PuttyCyg is a modified version of the popular Windows terminal emulator Putty that allows it to work as a local Cygwin console, as well as it’s normal functionality as a telnet/ssh, etc terminal.

Ponderosa is a free (Apache licensed), tab capable console/terminal emulator.  It’s similar in capabilities to PuttyCyg, but has the advantages of featuring tab for keeping multiple sessions in one Window, and also has a plugin capability for adding additional capatilities to Ponderosa.

I’d recommend Ponderosa for Cygwin users who aren’t Unix veterans.  But PuttyCyg is a close second, particularly for people who are already fans of Putty.

For now, I think I’m sticking with rxvt, but the tab capability of Ponderosa is *really* interesting to me.

11 thoughts on “Other Cygwin console alternatives.

  1. Great blog!

    By the way, have you tried the GNU ‘screen’ program? It’s one of the packages available through the cygwin installer.

    It has some nice benefits:

    * It can provide “tabs” of a sort within a single larger terminal window

    * Your whole array of virtual screens can survive intact when the terminal program goes kaput. Let’s say you’re using a terminal program to connect from your laptop to your development server out there running screen. You can reboot your laptop and come right back to where you left off with your entire array of screens intact. With a direct terminal connection, your sessions would have been lost.

    * Works with just about any terminal program, and it’s also widely available on Unix platforms, so the keystrokes you learn using it are applicable there too.

    The only real drawback is pretty minor:

    You must assign a meta-keystroke to be the “screen command key.” By default this is Ctrl-A. Therefore to pass an actual Ctrl-A to a program running inside screen, like Emacs, you must press Ctrl-A twice. You can change the meta key and you get used to it, it’s not a big deal.

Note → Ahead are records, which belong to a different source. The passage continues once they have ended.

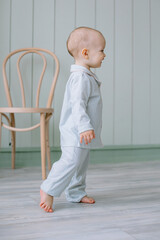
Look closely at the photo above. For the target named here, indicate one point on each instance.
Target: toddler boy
(80, 122)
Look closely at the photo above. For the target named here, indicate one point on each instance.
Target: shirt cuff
(85, 127)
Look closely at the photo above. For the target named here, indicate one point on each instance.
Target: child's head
(86, 45)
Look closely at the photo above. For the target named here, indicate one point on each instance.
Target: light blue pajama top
(81, 109)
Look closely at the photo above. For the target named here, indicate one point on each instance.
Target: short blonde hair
(84, 37)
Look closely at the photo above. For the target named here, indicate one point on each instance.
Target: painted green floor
(26, 159)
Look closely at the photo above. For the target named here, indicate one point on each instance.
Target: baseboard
(109, 147)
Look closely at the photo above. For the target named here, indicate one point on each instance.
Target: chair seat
(25, 110)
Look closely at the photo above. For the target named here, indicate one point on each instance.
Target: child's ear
(85, 53)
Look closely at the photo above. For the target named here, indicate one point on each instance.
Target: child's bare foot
(46, 201)
(86, 199)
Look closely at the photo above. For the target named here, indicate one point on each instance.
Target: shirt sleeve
(80, 93)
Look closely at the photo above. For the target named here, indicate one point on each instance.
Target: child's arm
(80, 93)
(87, 136)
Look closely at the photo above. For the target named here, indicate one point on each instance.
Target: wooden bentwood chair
(45, 113)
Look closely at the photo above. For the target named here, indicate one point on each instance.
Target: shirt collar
(78, 68)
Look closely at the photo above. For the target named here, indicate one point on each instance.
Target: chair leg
(47, 146)
(0, 128)
(13, 140)
(43, 137)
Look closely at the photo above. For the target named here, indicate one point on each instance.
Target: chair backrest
(39, 52)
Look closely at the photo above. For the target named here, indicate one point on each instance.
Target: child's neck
(82, 64)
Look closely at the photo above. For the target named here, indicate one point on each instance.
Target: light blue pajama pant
(69, 173)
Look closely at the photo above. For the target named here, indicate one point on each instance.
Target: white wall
(130, 72)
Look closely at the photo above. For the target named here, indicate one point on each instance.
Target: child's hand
(88, 136)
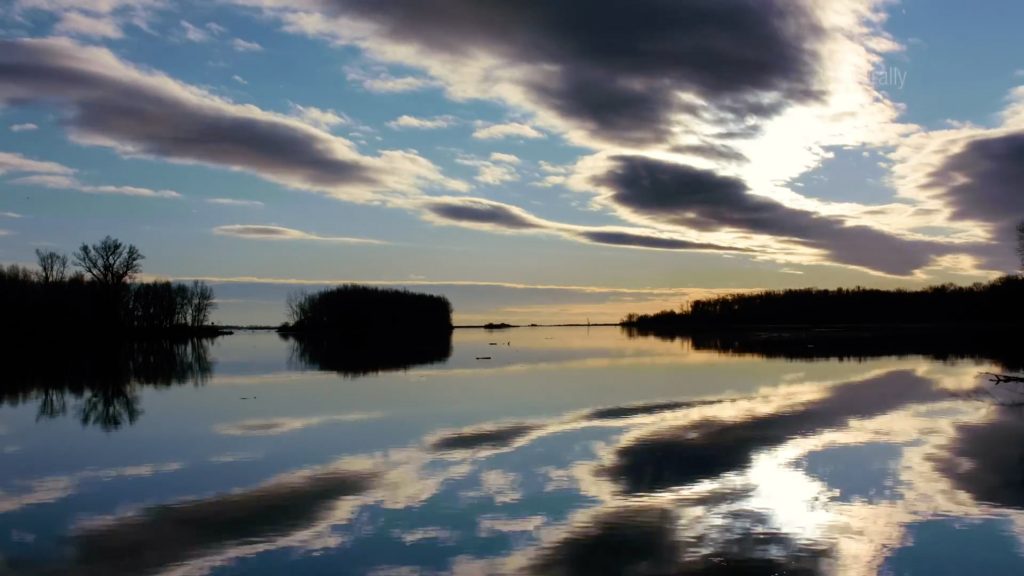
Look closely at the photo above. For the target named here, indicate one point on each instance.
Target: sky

  2. I love GNU screen! I used to use it a lot in the “old days” with dialup terminal sessions or Telnet. To be honest, I don’t use it much anymore, since SSH with public key authentication makes it so easy to just open a new connect.

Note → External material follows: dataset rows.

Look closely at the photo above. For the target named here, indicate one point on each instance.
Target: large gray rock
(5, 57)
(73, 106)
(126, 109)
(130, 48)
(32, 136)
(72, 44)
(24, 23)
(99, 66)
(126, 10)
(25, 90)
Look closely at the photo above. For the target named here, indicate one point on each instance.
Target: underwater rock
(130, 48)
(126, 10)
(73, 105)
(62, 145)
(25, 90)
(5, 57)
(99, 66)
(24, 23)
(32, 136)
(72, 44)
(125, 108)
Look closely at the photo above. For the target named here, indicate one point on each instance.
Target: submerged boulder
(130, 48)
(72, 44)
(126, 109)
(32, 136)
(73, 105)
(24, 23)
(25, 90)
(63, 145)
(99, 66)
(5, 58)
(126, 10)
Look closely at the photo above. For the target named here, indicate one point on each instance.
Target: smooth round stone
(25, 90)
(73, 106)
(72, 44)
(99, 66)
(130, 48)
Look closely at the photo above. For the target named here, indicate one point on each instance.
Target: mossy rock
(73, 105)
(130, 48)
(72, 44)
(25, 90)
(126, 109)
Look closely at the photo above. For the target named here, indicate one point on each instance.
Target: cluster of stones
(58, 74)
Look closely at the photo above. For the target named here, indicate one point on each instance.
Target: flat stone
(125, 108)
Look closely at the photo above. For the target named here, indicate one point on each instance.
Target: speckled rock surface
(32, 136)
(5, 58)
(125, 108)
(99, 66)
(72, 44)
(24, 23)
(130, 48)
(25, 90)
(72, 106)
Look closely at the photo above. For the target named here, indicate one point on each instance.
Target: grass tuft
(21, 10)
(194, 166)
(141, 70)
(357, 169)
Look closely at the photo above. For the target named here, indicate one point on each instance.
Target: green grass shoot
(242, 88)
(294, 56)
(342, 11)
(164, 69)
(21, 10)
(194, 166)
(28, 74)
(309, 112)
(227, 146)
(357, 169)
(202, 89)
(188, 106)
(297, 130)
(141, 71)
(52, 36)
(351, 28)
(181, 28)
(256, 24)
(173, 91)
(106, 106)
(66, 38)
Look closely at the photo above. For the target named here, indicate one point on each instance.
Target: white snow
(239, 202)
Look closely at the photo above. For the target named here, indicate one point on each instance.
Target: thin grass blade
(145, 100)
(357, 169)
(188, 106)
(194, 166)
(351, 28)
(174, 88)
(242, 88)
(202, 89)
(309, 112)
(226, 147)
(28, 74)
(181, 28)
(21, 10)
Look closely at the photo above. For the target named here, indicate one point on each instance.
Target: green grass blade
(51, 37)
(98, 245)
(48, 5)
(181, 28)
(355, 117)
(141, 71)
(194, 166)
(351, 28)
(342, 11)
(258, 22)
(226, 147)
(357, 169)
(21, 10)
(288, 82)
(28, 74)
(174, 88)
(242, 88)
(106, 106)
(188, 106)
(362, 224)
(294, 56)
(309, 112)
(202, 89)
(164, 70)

    I have started using elscreen.el, which is an Emacs module that’s inspired by screen and uses similar key combinations.

  3. I found myself using screen just the other day when ssh’ing into my ISP. The connection would only stay up for a minute or two before terminating.

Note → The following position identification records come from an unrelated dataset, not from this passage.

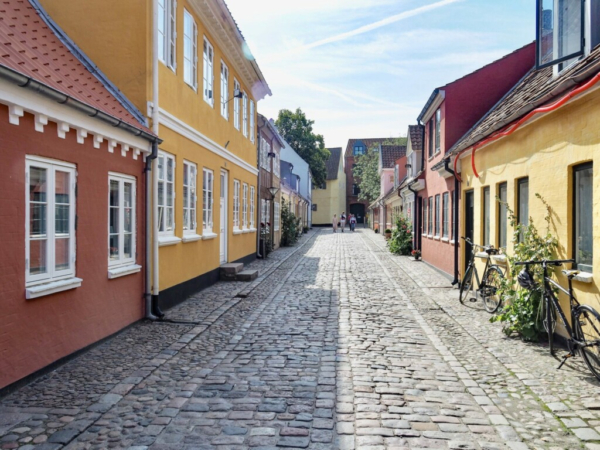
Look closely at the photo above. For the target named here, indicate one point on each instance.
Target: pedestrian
(352, 222)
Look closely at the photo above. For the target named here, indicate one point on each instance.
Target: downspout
(155, 308)
(455, 212)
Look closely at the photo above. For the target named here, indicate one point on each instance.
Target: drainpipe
(155, 308)
(455, 213)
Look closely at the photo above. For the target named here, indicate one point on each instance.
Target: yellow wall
(545, 151)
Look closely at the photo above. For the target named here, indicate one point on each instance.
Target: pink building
(450, 112)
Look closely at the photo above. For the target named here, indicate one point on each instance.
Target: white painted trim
(117, 272)
(52, 288)
(175, 124)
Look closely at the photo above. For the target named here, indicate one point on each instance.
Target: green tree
(297, 130)
(366, 174)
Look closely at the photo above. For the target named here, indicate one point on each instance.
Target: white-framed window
(207, 199)
(190, 50)
(166, 193)
(121, 219)
(236, 205)
(190, 171)
(167, 32)
(252, 114)
(245, 114)
(224, 90)
(252, 207)
(245, 207)
(236, 106)
(277, 216)
(208, 76)
(49, 220)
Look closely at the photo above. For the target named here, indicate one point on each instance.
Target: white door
(223, 217)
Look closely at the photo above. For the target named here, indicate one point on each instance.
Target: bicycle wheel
(466, 285)
(587, 327)
(492, 281)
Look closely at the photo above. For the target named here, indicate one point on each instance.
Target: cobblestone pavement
(337, 345)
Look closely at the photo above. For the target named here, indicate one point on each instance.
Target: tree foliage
(297, 130)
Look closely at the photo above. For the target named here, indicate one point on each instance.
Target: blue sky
(365, 68)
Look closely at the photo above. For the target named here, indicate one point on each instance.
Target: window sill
(168, 240)
(192, 237)
(52, 287)
(117, 272)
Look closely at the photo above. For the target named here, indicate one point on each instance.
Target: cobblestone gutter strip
(519, 378)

    Remembering the bad old days of dialup, it clicked that I should use screen and then screen -r to reattach and stop losing work! Screen saved my @$$^wbutt that day.

    Btw, I use cygwin/puttycyg so that I can access command line ssh. Somehow that seems wrong given that I’m starting with putty, but it works for me…

  4. I use screen but I want tabs anyway.

    When I use a terminal (urxvt under linux) I use many tabs ( never two urxvt windows ) and when I’m on a remote host, I use screen.

    Does someone knows if it’s possible to use rxvt’s tabbed module in cygwin ?

  5. I’ve used, so far since installing Cygwin for the second time, Poderosa, MinTTy, and Terminator. Poderosa, to my way of thinking, recalls the Mozilla Mail window with its split screens — they’re panes, not tabs (get it right, once!). Terminator’s good except sometimes it chews on my bash and rxvt configurations (don’t ask me how, but it certainly seems to be the case). MinTTy consistently launches with a window that’s big enough for my near-sighted older relations to appreciate, but I do like the fact that the prefs are GUI and for the most part idiot-proof. If MinTTY had panes all the others, and particularly the trialware/payware ones, could just shelve it. So you get a sense of what I’m expecting out of PuttyCYG.

    Have a day and a half, folks.


  6. I use mrxvt (version 0.4.3) and the Xming X server.
    both are very light and work great.
    mrxvt has very simple tabs… that you can name easily too.
    Exp: when I ssh to HOST I set the tab name to HOST.
    Only problems I get are the usual X not playing nice with Windows issues… usually centering around clipboard not working.

  7. Console and Console2 are, to my way of thinking, lightweight Power Shell clones. Any author of a terminal who “claims” it’s for use with Cygwin whose project doesn’t put the Cygwin execution path string ahead of the routine Windows one is engaging in false advertising. This describes Console2 to the last letter.

    Also, C2 arbitrarily introduces back-whacks (“\”) in the commands of certain programs, most noticeably (from my experience) Exiv2 by Andreas Huggel, returning errors on those commands.I have yet to find anothero other Cygwin-friendly emulator that does this. Frankly, I hope I don’t.